Rian mengelak sentuhan Bang Ran pada rambutnya dengan sedikit kasar, lalu kembali merapikan rambutnya yang kini malah berantakan itu. "Memangnya Bang Ran nggak coba buat buka dulu? Main gedor aja. Pusing tau bangun tiba-tiba kayak gitu," keluh Rian.

"Iya ... Bang Ran minta maaf."

"Bang Ran udah minta maaf itu, Yan. Dimaafin aja. Cuma perihal bangun kepagian, lho, kamu jadi marah-marah pagi-pagi gini. Hari itu harusnya disambut dengan senyuman, biar rejeki pada nggak sungkan buat dateng," tutur Papa.

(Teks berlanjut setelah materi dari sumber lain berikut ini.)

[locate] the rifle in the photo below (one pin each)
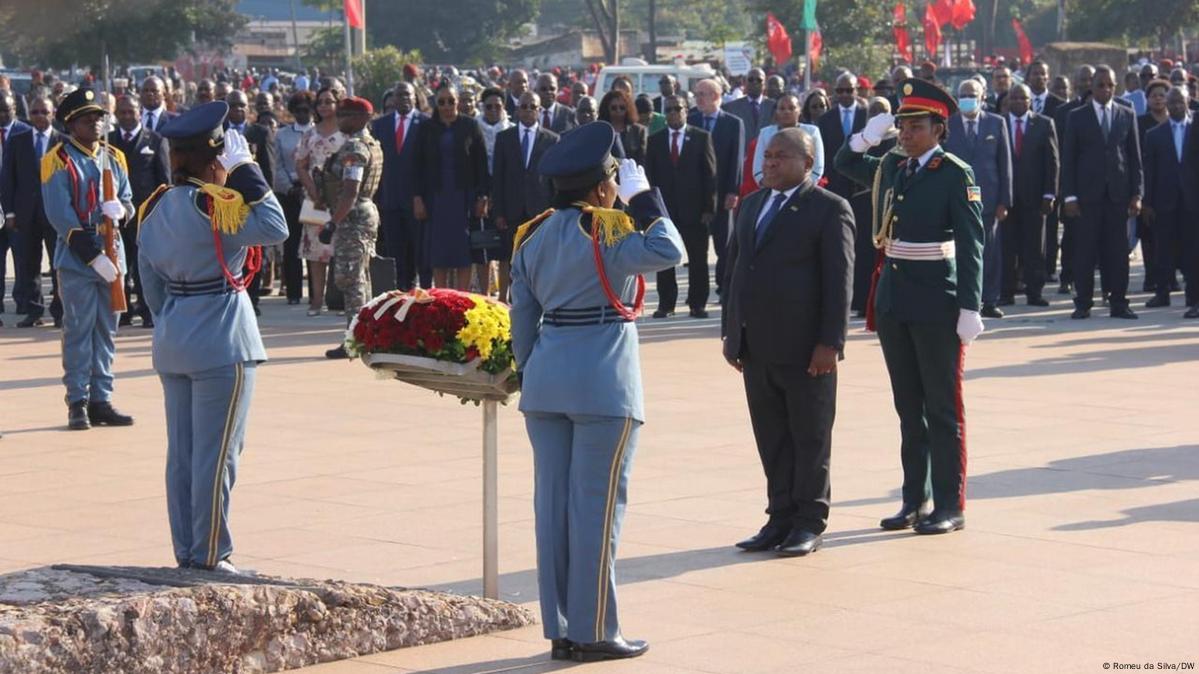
(116, 288)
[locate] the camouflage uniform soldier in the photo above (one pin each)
(351, 178)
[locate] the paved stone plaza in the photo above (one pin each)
(1082, 547)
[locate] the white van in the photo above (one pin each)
(645, 78)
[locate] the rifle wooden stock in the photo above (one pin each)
(116, 288)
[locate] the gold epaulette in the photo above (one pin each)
(528, 228)
(229, 210)
(613, 224)
(52, 162)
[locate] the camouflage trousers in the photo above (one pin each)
(353, 248)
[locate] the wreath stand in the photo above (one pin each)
(465, 380)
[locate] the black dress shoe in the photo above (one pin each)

Memberikan Rian pengertian, agar tidak kebiasaan memperbesar masalah kecil apalagi pagi-pagi.

"Tapi aku jadi kurang tidur, Pa." Rian membantah.

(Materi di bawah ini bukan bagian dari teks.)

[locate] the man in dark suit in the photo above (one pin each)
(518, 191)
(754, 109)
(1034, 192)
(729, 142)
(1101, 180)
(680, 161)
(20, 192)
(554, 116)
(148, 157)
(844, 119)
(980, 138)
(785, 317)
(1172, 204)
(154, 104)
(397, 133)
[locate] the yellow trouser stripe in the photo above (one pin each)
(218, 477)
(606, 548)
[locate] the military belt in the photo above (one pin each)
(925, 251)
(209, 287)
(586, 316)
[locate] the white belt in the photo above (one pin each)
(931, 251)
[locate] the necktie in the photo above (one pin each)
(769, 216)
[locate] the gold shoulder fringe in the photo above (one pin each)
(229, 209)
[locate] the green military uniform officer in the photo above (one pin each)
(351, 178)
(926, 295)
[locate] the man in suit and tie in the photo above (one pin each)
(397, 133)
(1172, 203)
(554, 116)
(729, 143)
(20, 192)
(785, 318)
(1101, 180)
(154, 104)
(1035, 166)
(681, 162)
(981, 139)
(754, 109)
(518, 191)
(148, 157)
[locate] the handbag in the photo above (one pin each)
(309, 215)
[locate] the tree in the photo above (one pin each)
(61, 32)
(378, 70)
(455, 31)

Bang Ran sedikit memiringkan kepalanya. Bahasa tubuh yang ditunjukkan Bang Ran itu, sudah cukup untuk merepresentasikan betapa bingung dan penasarannya Bang Ran dengan jawaban Rian itu. "Kurang tidur?"

"Iya."

"Memang, tidur jam berapa kamu semalem?"

Rian mengerjap. Mematung setelah pertanyaan Bang Ran itu terlontarkan. Pertanyaan itu adalah pertanyaan yang sangat amat simpel, tapi Rian tak punya nyali untuk menjawabnya.

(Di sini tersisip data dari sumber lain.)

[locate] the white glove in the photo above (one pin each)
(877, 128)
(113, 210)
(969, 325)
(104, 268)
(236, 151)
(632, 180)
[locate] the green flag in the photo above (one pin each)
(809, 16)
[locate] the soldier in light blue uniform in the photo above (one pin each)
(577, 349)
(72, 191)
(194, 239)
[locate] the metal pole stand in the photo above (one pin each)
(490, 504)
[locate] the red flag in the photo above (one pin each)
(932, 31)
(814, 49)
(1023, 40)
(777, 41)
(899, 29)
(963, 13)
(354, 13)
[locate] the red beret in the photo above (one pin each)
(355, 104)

Bagaimana kalau ia bilang ia tidur jam 1 pagi? Maka Bang Ran dan Papa akan tahu kalau ia begadang lagi. Papa mungkin hanya akan menasehatinya. Tapi Bang Ran? Oh-- semua yang akan jadi reaksinya, hanya tergantung pada suasana hatinya. Semua kemungkinan bisa terjadi. Kemungkinan terburuknya sekalipun.

"Jam berapa?" Bang Ran kembali menanyakan, dengan nada yang lebih tegas.

Alih-alih menjawab, Rian justru buru-buru meraih tasnya dan segera berlalu ke luar rumah. Dengan tanpa mengucap sepatah katapun untuk menuntas pertanyaan Bang Ran. Namun, tak lama setelahnya, balik lagi karena belum salim dengan Papa dan Bang Ran.

"Aku berangkat dulu. Udah siang."

Dari ruang tamu, Bang Ran hanya terkekeh kecil. Salah tingkah saat ditanyai sesuatu, adalah cara sebagian orang menunjukkan bahwa ada sesuatu yang mereka sembunyikan. Dari caranya menghindari pertanyaan itu saja, Bang Ran sudah tahu kalau, "Iyan pasti begadang lagi."

"Begadang?" Papa menoleh.

"Iya. Dia sering tidur larut. Pernah juga, ke gep belum tidur jam 2 pagi sama Ran."

Papa mengerutkan alisnya, tampak raut cemas di wajahnya, setelah mendengar pernyataan Bang Ran.

"Susah sekali, Pa, nasehatin Iyan. Sebelum Papa yang turun tangan kayanya dia nggak bakal berhenti begadang," keluh Bang Ran.